HP 1Q Earnings Preview: Has the Bleeding Stopped Yet?
When computer giant Hewlett-Packard Co. (NYSE:HPQ) reports first-quarter results on Thursday, investors already know it will report declines in earnings and revenue. The question will be whether CEO Meg Whitman has stopped the bleeding yet.
Now 17 months into her post in Palo Alto, Calif., Whitman last year took charges of nearly $17 billion to write off the acquisitions of Electronic Data Systems and Autonomy, as well as restructuring charges for firing as many as 27,000 employees through mid-2014.
In October, Whitman and CFO Cathie Lesjak said they hoped the restructuring, plus a new focus on selling software and services, something copied from the playbook of International Business Machines Corp. (NYSE:IBM), would bring HP’s earnings back over time.
They also said new synergies between HP’s PC and its printers division, the world leader in both segments, should make the now-merged division profitable again. But analysts at Gartner (NYSE:IT) reported 2012 PC sales slipped 3.5 percent to only 352 million units as the industry continued shifting to tablets and smartphones from laptops.
Gartner said HP narrowly edged China’s Lenovo Group (PINK:LNVGY) to claim the No. 1 crown for the year, selling 56.5 million PCs, down 6.7 percent from 2011. Meanwhile, Lenovo sold nearly 52.2 million units, up 14 percent.
Meanwhile, shares of HP, with dividends, have fallen 41 percent over the past year. In Wednesday trading, they fell 19 cents to $16.70, valuing the company at only $32.6 billion, compared with $225.2 billion for IBM.
Analysts expect HP to report first-quarter net income declined 24 percent to $1.39 billion, or 71 cents a share, from $1.83 billion, or 92 cents a year ago. Revenue for the quarter ended Jan. 31 is expected to drop 7.5 percent to $27.76 billion.
“HP is especially fragile,” said Steven Milunovich, analyst with UBS. It’s too big, has too few synergies among its parts and remains too exposed to declining sectors such as PCs and printers to maintain its stature, he said.
Milunovich has argued since Whitman’s October session with analysts that the company would be better broken up than kept together.
HP “has a lot of deep-rooted problems,” said Eric Maronak of Victory Capital Management, which owns HP shares. “A lot of it is self-inflicted.”
On the other hand, parts of the turnaround have begun, if slowly.
Last month, HP re-entered the tablet sector, where its TouchPad bombed in 2011, with the ElitePad and HP Envy x2 models intended for professional users. It launched some new platforms to support “Big Data,” whose applications can be crunched on HP servers.
Still, “Expectations for a recovery in most of HP’s core end-markets remain bleak and at best several years away,” said Angelo Zino, analyst with Standard & Poor’s.
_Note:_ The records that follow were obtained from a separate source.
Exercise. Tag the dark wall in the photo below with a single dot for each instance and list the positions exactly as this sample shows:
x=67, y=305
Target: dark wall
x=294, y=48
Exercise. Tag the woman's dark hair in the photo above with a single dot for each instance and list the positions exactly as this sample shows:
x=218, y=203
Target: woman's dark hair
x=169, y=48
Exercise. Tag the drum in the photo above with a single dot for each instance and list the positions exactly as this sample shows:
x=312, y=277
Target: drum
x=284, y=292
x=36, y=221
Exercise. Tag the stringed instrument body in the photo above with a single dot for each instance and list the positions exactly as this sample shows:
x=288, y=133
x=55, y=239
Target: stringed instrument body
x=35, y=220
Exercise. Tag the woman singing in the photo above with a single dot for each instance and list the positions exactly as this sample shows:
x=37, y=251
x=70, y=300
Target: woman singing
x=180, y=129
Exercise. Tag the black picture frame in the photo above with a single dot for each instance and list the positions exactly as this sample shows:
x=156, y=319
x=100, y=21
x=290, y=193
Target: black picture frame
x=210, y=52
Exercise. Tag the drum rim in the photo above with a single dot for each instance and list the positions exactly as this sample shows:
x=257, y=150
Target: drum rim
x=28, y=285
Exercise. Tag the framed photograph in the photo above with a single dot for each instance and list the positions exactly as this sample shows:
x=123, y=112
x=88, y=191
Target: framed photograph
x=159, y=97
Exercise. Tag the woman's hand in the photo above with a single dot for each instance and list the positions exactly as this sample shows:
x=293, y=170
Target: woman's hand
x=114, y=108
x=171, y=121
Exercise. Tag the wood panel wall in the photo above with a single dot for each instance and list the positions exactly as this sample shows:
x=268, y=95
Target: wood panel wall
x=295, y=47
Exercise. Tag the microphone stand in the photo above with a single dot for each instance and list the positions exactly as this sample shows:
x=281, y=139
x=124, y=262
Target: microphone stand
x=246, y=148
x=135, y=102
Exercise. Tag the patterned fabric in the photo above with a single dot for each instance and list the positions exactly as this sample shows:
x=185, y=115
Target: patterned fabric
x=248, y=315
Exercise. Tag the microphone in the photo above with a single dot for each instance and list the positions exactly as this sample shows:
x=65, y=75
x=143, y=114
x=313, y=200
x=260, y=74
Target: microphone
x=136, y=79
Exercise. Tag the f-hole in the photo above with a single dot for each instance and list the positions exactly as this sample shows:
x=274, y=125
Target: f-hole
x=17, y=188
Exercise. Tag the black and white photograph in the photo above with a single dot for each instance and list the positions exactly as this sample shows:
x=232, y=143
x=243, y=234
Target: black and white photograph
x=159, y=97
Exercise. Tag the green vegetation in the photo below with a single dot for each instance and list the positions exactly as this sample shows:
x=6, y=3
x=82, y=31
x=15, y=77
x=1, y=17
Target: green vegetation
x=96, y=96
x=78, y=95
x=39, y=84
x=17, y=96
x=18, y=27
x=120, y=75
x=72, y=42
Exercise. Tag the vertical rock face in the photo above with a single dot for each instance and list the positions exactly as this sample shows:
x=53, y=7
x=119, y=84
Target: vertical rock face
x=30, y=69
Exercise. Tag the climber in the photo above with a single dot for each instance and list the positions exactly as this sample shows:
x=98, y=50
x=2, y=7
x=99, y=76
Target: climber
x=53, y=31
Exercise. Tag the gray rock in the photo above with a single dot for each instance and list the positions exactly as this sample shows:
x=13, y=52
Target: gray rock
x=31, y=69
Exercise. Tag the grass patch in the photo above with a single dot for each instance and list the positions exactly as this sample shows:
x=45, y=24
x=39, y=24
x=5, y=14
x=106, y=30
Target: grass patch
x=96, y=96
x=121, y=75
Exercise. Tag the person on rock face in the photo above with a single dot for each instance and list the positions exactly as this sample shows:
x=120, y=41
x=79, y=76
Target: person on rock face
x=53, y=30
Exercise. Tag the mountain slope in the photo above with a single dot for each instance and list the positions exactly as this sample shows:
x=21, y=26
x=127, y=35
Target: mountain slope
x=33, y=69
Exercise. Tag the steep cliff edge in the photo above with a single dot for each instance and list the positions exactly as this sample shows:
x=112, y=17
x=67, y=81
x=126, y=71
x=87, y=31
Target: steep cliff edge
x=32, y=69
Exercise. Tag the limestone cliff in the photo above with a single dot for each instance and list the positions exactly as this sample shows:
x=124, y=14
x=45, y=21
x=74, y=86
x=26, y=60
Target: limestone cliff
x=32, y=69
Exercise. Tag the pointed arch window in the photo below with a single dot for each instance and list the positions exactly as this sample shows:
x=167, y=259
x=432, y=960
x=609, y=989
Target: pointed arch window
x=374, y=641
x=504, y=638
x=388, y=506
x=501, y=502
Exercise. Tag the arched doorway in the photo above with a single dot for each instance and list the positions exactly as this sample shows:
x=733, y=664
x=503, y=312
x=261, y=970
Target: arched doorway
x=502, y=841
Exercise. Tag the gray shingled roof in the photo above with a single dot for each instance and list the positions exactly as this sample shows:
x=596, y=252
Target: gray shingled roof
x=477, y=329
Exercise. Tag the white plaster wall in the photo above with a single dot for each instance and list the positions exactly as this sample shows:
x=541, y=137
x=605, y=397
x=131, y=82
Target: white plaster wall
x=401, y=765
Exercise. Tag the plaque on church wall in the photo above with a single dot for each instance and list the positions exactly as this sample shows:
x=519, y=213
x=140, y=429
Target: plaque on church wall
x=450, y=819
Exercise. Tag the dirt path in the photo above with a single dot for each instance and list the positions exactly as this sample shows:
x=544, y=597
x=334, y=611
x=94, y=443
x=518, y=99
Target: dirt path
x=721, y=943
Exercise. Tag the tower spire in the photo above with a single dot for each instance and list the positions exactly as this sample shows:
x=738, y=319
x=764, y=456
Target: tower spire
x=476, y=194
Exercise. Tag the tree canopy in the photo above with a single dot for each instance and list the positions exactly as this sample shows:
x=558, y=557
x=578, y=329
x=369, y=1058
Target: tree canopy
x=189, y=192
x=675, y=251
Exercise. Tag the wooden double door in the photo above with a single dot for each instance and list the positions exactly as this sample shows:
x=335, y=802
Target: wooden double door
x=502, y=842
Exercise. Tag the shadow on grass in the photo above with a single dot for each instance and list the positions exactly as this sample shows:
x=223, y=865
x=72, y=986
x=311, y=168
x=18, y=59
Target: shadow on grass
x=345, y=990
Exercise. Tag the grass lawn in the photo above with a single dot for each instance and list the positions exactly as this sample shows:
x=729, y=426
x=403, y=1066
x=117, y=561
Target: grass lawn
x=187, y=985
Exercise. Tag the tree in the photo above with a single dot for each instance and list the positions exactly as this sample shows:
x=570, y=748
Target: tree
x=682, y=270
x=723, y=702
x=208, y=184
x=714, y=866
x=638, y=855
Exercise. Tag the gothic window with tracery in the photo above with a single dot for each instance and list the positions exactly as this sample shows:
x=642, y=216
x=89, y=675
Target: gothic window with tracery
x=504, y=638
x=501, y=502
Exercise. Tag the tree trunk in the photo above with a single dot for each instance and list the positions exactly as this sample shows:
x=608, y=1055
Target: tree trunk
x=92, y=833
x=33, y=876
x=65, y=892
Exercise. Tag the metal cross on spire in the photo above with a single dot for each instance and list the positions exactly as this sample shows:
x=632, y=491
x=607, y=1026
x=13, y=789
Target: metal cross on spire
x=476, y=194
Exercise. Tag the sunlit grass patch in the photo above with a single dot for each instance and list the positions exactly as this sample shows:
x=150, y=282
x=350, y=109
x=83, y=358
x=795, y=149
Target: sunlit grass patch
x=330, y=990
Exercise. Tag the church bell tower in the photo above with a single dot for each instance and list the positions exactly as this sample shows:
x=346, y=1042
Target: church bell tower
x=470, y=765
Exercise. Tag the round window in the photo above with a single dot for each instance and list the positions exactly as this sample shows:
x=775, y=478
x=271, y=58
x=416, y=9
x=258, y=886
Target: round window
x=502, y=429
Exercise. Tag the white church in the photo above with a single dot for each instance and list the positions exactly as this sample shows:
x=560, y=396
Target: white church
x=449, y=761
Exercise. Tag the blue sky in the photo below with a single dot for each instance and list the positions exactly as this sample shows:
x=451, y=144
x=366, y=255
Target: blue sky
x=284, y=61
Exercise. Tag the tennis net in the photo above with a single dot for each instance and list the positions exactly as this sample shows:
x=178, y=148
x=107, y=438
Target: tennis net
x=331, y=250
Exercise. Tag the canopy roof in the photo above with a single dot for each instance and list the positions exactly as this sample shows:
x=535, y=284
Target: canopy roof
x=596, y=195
While there’s great value in the computer giant’s businesses, “The company needs to prove it is on the right track after a series of management missteps,” Zino added.
HP’s results will follow the lower fourth-quarter results from Dell Inc. (NASDAQ:DELL), now the No. 3 PC maker, whose management is attempting to go private in a $24.4 billion leveraged buyout managed by Silver Lake Partners, the second-largest buyout in technology history. Dell reported net income fell 31 percent to $530 million, or 30 cents a share.
CEO Michael Dell has argued the company needs time to make a transition to higher-end sales and services under private ownership.
HP, though, under Whitman, who honed her skills and made her fortune as CEO of eBay Inc. (NASDAQ:EBAY) before her vastly expensive and losing campaign to become governor of California in 2010, is relying on the public market for its recovery.
Items to watch in the first-quarter report will be cash flow, announcements of any further writeoffs or divestitures and any forecast for 2013 earnings.
The company may also discuss the criminal probe into the 2011 acquisition of multimedia company Autonomy, in which it accused former executives and accountants of fraud and referred the matter to the FBI.
In the fourth quarter, HP’s cash flow was $4.1 billion and HP reported solid gains in software, where revenue rose 14 percent. Unfortunately, software revenue was only $1.17 billion out of total revenue of $29.95 billion, an indicator of how tough the recovery may be.
HP reported a fourth-quarter loss of $6.85 billion, or $3.49 a share, compared with prior-year net income of $239 million, or 12 cents a share.